From the International Paralympic Committee:
The International Paralympic Committee's (IPC) Governing Board has invited the sport of badminton and sport of taekwondo to advance to the second phase of the application process to become a part of the Tokyo 2020 Paralympic Games programme.
For Taekwondo, only the Kyorugi discipline is being considered for inclusion in the Tokyo 2020 Games.
In January, the IPC announced that six sports and three disciplines had expressed an interest in being a part of the Tokyo 2020 Games. With badminton and taekwondo moving forward in the process, the other sports and disciplines will no longer be considered for inclusion. The ones not moving forward include powerchair football, 3-on-3 intellectually impaired basketball, electric wheelchair hockey, amputee football, one person multi-hull sailing, blind match racing sailing and 3-on-3 wheelchair basketball.

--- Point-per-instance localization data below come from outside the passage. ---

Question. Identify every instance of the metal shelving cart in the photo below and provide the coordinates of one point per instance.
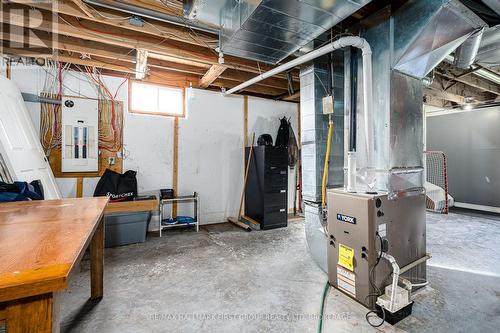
(195, 199)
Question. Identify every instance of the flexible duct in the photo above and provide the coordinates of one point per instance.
(466, 53)
(366, 53)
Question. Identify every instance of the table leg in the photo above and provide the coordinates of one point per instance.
(97, 262)
(37, 314)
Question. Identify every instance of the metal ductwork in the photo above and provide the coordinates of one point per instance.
(466, 53)
(270, 30)
(148, 13)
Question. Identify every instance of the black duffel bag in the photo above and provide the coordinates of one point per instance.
(116, 186)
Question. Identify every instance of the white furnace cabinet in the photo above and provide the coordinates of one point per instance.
(80, 150)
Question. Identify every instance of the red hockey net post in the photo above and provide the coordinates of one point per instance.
(436, 174)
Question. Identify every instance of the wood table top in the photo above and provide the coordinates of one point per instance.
(41, 241)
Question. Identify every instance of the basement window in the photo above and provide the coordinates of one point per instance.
(153, 99)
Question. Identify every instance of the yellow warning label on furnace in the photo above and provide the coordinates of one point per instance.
(346, 257)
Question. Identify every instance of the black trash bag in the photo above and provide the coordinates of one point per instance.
(293, 149)
(283, 134)
(116, 186)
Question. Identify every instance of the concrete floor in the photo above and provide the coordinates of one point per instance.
(223, 279)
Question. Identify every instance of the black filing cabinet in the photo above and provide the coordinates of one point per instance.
(266, 197)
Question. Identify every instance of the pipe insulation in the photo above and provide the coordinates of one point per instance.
(342, 42)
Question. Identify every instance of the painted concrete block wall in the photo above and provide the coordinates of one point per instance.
(211, 153)
(153, 165)
(264, 117)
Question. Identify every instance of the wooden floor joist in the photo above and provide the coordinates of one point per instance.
(211, 75)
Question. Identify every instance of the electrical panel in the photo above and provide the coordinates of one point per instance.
(80, 135)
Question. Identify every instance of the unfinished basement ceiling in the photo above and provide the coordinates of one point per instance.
(269, 30)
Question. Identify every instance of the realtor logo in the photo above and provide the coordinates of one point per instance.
(345, 218)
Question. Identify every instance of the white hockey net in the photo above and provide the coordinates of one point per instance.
(437, 196)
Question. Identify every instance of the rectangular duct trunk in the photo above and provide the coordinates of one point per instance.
(406, 45)
(271, 30)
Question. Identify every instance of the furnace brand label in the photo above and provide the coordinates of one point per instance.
(346, 257)
(346, 218)
(346, 281)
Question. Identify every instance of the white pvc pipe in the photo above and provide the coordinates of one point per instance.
(342, 42)
(395, 277)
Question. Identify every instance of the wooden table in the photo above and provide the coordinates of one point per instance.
(41, 243)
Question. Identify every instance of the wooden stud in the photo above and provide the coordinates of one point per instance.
(79, 187)
(175, 166)
(211, 75)
(97, 262)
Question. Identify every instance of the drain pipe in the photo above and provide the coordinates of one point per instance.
(342, 42)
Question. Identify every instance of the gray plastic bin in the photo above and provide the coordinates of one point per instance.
(125, 228)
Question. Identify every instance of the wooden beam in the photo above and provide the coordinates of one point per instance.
(83, 8)
(211, 75)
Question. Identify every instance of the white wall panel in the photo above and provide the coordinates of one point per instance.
(211, 153)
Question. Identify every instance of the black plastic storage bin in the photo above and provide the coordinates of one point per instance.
(125, 228)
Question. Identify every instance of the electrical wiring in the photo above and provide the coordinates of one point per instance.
(111, 121)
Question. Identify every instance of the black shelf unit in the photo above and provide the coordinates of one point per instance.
(266, 193)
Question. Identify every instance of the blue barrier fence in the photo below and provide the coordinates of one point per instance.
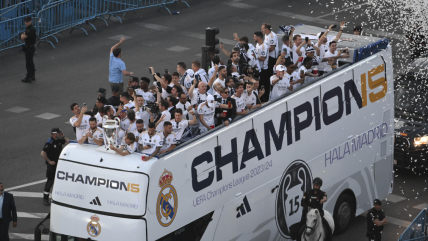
(51, 17)
(122, 6)
(12, 24)
(369, 50)
(58, 16)
(417, 229)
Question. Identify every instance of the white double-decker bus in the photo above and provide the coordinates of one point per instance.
(244, 181)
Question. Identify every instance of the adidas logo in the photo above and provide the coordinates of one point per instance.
(243, 208)
(96, 201)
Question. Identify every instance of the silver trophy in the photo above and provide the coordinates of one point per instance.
(111, 132)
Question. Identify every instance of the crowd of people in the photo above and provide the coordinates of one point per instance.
(155, 118)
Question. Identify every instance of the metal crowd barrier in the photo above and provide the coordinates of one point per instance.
(51, 17)
(12, 14)
(61, 15)
(122, 6)
(417, 229)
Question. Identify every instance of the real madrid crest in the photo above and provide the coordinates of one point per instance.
(167, 203)
(94, 227)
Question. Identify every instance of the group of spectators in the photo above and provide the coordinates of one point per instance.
(155, 118)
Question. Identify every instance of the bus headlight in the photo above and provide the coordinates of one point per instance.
(418, 141)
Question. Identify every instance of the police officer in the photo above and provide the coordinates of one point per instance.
(375, 221)
(50, 154)
(29, 48)
(315, 198)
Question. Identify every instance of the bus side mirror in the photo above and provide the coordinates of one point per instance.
(37, 234)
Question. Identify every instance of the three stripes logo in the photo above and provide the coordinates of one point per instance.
(96, 201)
(243, 208)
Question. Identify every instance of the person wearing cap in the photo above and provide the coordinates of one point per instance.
(29, 36)
(127, 104)
(165, 115)
(50, 154)
(114, 100)
(315, 198)
(117, 67)
(323, 43)
(93, 135)
(79, 121)
(263, 57)
(334, 56)
(306, 69)
(101, 92)
(376, 220)
(225, 118)
(144, 91)
(133, 83)
(240, 97)
(169, 139)
(166, 83)
(358, 30)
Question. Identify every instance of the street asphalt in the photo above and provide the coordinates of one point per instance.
(78, 65)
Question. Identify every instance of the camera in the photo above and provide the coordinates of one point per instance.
(152, 107)
(253, 71)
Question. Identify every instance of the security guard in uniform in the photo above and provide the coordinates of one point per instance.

Xavier Gonzalez, IPC Chief Executive Officer, said: "We would like to thank the nine international federations for expressing an interest in becoming a part of the Tokyo 2020 Paralympic Games sport programme. With the size and stature of the Paralympic Movement growing with each Games, we are keen to ensure we have the best sports on the programme.
"All sports and disciplines were measured against a set criteria which they needed to fulfil in order to progress through to the second phase of the application process."

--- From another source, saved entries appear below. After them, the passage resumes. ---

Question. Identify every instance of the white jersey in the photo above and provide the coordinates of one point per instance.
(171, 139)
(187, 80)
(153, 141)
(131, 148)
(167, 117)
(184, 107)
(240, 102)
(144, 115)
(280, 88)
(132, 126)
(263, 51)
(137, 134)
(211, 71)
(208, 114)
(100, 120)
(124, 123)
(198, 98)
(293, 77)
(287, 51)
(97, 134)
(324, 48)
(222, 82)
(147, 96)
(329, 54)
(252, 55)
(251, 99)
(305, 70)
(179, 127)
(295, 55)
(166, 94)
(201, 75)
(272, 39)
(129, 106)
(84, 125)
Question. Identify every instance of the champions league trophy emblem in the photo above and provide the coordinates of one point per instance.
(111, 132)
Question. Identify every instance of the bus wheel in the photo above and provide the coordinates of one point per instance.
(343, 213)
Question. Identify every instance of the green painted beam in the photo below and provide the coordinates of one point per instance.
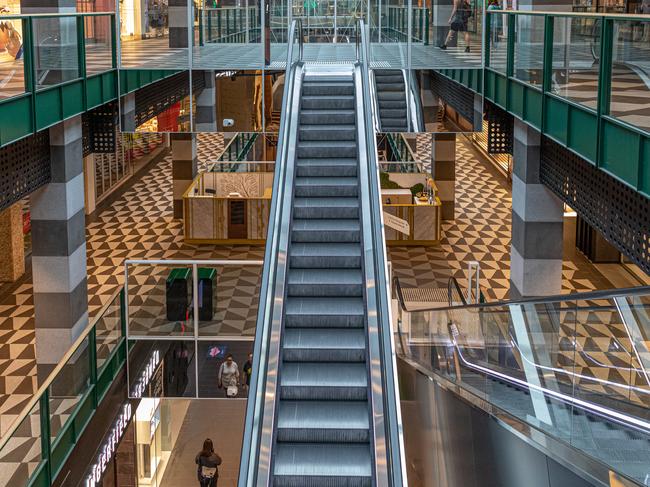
(594, 135)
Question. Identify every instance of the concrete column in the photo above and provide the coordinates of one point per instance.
(443, 161)
(12, 243)
(127, 113)
(59, 249)
(478, 113)
(90, 183)
(178, 26)
(536, 250)
(430, 103)
(184, 167)
(205, 119)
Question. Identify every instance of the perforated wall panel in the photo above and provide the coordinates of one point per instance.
(25, 167)
(102, 122)
(454, 94)
(158, 97)
(85, 134)
(617, 211)
(500, 129)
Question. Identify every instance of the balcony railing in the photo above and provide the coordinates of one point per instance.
(56, 417)
(582, 79)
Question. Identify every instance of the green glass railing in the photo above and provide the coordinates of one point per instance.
(230, 25)
(56, 417)
(239, 147)
(56, 49)
(400, 150)
(582, 79)
(397, 28)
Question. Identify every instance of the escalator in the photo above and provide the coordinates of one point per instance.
(397, 103)
(568, 371)
(325, 410)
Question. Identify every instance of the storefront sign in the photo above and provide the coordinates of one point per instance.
(146, 375)
(397, 223)
(108, 449)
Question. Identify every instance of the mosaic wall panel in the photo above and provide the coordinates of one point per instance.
(500, 129)
(617, 211)
(459, 97)
(25, 167)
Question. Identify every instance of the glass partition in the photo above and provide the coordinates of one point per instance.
(64, 404)
(498, 41)
(576, 50)
(12, 67)
(108, 332)
(69, 387)
(56, 50)
(529, 49)
(575, 368)
(630, 89)
(154, 35)
(218, 301)
(98, 40)
(21, 455)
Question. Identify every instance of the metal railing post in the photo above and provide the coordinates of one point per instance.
(92, 363)
(46, 447)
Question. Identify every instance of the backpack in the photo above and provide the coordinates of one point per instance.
(467, 10)
(205, 472)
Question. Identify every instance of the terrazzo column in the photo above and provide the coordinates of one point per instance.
(478, 113)
(127, 113)
(59, 249)
(178, 26)
(430, 102)
(184, 167)
(443, 162)
(536, 249)
(12, 243)
(205, 119)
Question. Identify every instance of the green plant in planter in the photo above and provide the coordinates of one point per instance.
(386, 183)
(417, 188)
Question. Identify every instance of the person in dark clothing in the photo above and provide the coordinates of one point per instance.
(460, 14)
(248, 372)
(208, 462)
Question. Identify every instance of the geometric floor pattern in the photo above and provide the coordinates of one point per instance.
(480, 232)
(137, 225)
(603, 354)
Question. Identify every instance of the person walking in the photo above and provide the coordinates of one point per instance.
(496, 23)
(248, 372)
(228, 376)
(460, 14)
(207, 462)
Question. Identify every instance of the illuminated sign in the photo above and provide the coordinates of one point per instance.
(146, 375)
(108, 449)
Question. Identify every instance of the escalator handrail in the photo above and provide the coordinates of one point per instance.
(413, 101)
(591, 295)
(390, 468)
(253, 462)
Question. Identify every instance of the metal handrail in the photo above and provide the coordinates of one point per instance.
(603, 294)
(451, 285)
(53, 375)
(258, 413)
(387, 426)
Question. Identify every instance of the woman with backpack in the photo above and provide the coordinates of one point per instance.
(460, 14)
(208, 462)
(228, 377)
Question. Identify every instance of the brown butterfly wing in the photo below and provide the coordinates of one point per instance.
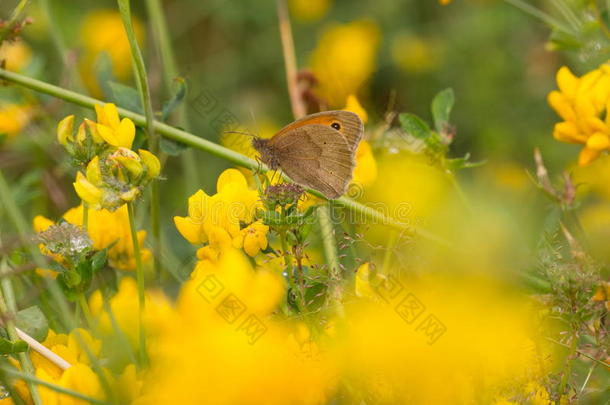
(349, 124)
(315, 157)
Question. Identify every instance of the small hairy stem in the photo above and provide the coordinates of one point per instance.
(153, 139)
(140, 281)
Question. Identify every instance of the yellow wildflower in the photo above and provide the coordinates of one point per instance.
(16, 55)
(113, 130)
(259, 359)
(14, 118)
(344, 59)
(582, 103)
(217, 218)
(102, 32)
(252, 238)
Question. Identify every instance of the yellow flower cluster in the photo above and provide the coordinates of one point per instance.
(218, 219)
(115, 175)
(583, 103)
(105, 228)
(102, 31)
(344, 59)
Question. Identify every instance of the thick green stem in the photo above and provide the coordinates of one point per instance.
(170, 72)
(140, 282)
(8, 308)
(197, 142)
(153, 139)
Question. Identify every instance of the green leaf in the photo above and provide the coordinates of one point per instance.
(441, 108)
(177, 98)
(414, 126)
(172, 147)
(33, 322)
(125, 97)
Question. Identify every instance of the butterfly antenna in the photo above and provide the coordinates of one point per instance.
(241, 133)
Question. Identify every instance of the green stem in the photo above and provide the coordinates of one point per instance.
(334, 269)
(153, 139)
(544, 17)
(84, 306)
(15, 16)
(140, 281)
(170, 72)
(33, 380)
(213, 148)
(8, 308)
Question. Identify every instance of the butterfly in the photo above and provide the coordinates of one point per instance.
(316, 151)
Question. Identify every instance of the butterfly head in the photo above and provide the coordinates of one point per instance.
(267, 152)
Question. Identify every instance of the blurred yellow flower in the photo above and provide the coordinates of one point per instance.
(102, 31)
(217, 218)
(223, 318)
(415, 54)
(309, 10)
(114, 131)
(344, 60)
(15, 54)
(582, 103)
(14, 118)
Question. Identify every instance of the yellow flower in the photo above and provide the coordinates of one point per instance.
(16, 54)
(582, 103)
(309, 10)
(260, 360)
(102, 32)
(233, 203)
(14, 118)
(252, 238)
(352, 104)
(344, 59)
(116, 132)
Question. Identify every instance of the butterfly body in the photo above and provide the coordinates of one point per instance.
(317, 151)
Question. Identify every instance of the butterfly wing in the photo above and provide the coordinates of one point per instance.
(315, 157)
(349, 124)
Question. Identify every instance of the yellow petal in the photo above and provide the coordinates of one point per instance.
(108, 135)
(598, 141)
(110, 116)
(190, 230)
(587, 156)
(231, 177)
(567, 82)
(87, 191)
(94, 173)
(64, 129)
(151, 162)
(126, 132)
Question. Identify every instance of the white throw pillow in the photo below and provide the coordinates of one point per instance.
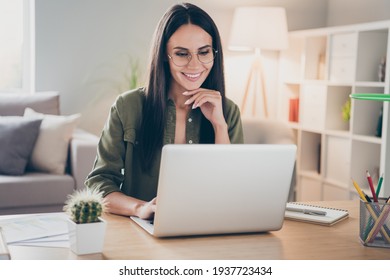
(51, 149)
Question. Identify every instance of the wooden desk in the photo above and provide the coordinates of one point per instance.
(296, 240)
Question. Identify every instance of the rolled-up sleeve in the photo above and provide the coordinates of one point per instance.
(106, 175)
(233, 120)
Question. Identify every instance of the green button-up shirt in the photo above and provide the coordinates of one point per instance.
(117, 166)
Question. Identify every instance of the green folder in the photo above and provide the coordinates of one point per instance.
(371, 96)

Beginning on March 24, the 22 established sports on the Paralympic programme, plus those additional sport that have been approved by the Governing Board, will be invited to complete a comprehensive questionnaire before July 25.
In October, the IPC Governing Board will meet to decide which sports will make up the Tokyo 2020 Paralympic sports programme.

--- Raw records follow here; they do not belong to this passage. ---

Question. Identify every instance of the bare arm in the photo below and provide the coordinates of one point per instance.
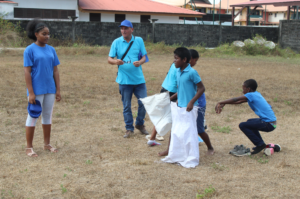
(236, 100)
(57, 83)
(200, 91)
(27, 72)
(113, 61)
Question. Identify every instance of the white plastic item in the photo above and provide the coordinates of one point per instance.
(159, 110)
(184, 148)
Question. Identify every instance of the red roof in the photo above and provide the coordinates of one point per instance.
(7, 2)
(136, 6)
(268, 2)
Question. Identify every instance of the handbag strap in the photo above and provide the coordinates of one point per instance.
(127, 49)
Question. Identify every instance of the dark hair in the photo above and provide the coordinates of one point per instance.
(183, 52)
(251, 83)
(33, 27)
(194, 54)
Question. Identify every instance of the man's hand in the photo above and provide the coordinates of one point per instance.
(219, 108)
(31, 99)
(136, 63)
(119, 62)
(189, 107)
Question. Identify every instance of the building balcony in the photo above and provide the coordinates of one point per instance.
(256, 16)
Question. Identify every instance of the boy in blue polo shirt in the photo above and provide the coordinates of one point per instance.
(190, 86)
(266, 121)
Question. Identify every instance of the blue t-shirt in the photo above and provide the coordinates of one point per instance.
(128, 73)
(42, 61)
(202, 100)
(260, 106)
(170, 82)
(187, 81)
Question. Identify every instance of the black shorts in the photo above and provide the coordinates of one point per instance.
(171, 93)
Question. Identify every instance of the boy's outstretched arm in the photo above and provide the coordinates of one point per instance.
(200, 91)
(236, 100)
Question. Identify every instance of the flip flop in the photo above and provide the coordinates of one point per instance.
(148, 137)
(160, 138)
(31, 153)
(52, 149)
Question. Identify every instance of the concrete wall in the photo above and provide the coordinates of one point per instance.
(289, 34)
(7, 9)
(102, 33)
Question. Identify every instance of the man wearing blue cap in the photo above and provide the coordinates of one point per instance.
(130, 78)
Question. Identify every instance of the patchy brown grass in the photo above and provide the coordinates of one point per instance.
(95, 161)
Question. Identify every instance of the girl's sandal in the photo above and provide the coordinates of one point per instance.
(52, 149)
(32, 153)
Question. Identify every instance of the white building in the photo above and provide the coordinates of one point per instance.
(94, 10)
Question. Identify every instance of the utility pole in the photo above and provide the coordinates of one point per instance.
(73, 27)
(214, 13)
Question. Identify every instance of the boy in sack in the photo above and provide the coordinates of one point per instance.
(266, 121)
(184, 148)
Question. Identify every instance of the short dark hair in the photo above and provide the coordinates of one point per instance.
(183, 52)
(194, 54)
(34, 26)
(251, 83)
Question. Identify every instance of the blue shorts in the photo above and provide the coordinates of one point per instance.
(200, 119)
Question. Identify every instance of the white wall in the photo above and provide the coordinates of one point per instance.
(7, 9)
(272, 18)
(84, 16)
(107, 17)
(133, 18)
(51, 4)
(166, 19)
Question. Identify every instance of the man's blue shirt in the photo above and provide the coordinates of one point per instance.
(260, 106)
(128, 73)
(170, 82)
(42, 61)
(187, 81)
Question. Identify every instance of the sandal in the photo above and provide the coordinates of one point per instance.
(52, 149)
(160, 138)
(31, 153)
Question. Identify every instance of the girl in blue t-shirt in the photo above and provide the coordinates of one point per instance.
(42, 81)
(266, 121)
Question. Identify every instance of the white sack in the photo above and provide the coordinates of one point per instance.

Currently, there are 22 sports on the summer Games programme - athletics, archery, boccia, canoe, cycling, equestrian, football 5-a-side, football 7-a-side, goalball, judo, powerlifting, rowing, sailing, shooting, sitting volleyball, swimming, table tennis, triathlon, wheelchair basketball, wheelchair fencing, wheelchair rugby and wheelchair tennis. The two latest additions are para-canoe and para-triathlon, and both will make their Games debut at the Rio 2016 Paralympics.
Since the first Paralympic Games in Rome, Italy, in 1960, the Paralympic Games have continued to grow in size and stature. The first Games featured 400 athletes from 23 countries competing in eight sports - archery, athletics, dartchery, snooker, swimming, table tennis, wheelchair fencing and wheelchair basketball.
At London 2012, the Games involved a record 4,237 athletes from 164 countries who took part in 503 medal events across 20 sports. A cumulated global audience of 3.8 billion watched the Games, whilst 2.78 million tickets were sold, making the Paralympics the third-biggest sporting event in the world behind the Olympics and FIFA World Cup.
In 2010, para-badminton, intellectually impaired basketball, para-golf, powerchair football and para-taekwondo all applied to be part of the Rio 2016 Paralympic sports programme but were unsuccessful with the Governing Board instead choosing applications from para-canoe and para-triathlon.
The Tokyo 2020 Paralympic Games will be held from Aug. 25-Sept. 6, 2020.